On Feb 25, 2016, at 12:54 PM, Sankaranarayanan, Vignesh wrote:

Some thoughts from someone on the other side.

What's the point of saying "Oh, I'm an outsourced nobody." in a post where one is asking for help. So you may choose to not answer or sit on your high horse and ridicule their incompetence when they're struggling? If you guys (actual mainframe folk with decades of background) are going to compare outsourced folk vs yourselves, you're doing it wrong. Most of your outsourced folk are younger than the total experience you may have. Of course they're going to be inferior. Do you call a baby rubbish because it can't write a sonnet? Yes, the baby has no business writing sonnets but welcome to the world of outsourcing.

When deciding to outsource, your employer has chosen money over the people who have served him/her for a long time. Don't take out your anger and disgust on people who are struggling to better themselves because they have massive shoes to fill. It's not his/her action that has led to you being laid off and being forced to accept ridiculous things (train or you don't get your 401k or whatever) in your last hours (on the job).
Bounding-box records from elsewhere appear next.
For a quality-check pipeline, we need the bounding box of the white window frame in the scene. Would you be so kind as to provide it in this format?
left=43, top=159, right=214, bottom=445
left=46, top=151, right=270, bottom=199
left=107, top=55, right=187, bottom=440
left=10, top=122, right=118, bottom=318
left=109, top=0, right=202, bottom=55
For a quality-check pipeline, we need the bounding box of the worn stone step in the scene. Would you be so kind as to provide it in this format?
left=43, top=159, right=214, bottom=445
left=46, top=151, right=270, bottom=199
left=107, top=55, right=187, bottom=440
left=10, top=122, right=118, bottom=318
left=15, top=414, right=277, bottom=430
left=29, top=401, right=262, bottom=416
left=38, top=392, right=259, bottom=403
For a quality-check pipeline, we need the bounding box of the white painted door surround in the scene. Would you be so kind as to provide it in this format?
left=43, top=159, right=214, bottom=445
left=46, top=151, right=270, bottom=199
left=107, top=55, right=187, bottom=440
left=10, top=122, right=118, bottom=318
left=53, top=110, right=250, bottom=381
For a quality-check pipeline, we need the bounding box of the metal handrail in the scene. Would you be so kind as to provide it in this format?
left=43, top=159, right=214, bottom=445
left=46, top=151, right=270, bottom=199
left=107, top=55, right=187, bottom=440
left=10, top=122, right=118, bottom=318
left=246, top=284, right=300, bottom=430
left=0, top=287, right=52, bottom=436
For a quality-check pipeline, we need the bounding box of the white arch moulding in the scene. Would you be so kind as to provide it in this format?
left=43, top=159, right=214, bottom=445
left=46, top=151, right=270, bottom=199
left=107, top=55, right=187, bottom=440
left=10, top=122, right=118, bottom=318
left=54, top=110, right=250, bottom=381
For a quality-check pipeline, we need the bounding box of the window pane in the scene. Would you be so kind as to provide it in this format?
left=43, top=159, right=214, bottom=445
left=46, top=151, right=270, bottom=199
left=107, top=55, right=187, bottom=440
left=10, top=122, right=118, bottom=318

That said, here's some actual feedback which may not be possible to implement at all though: 1. Exercise as many choices as you must to ensure you do not suffer. Try as hard as you can to not accept people who can't speak basic English. The big man at the outsourcer may not leave that choice to you but trust me, this is the root of all the abscess that you're (employer) being charged for. "This guy can't speak, so let's make him work under some 15,000 managers who repeat the same thing without adding value." Oh, and BTW, these managers are paid a f*k load more than the people working, I would assume.

2. Offshoring development, IMHO, is the worst thing you can do.
You want your company to work on code that's written by someone who's knowledge is extremely limited, and someone who would keep trying to nail everything because he has a hammer?

3. If you are able to pick the right (technical) people, keep the overhead (hey, if we're "resources", what's above us ought to be "overhead" right?) to an extreme minimum.

Who knows, some day Watson may make the whole industry go away and one machine may manage the other. At that point, you get to say "Ha! No more of these 'incompetent masses'".

– Vignesh
Mainframe Infrastructure

----------------------SNIP--------------------------

Then why should we provide expertise for free?
We all learned the hard way with no IBM-MAIN at beck and call.
We developed our own word of mouth partners. You should be doing the same.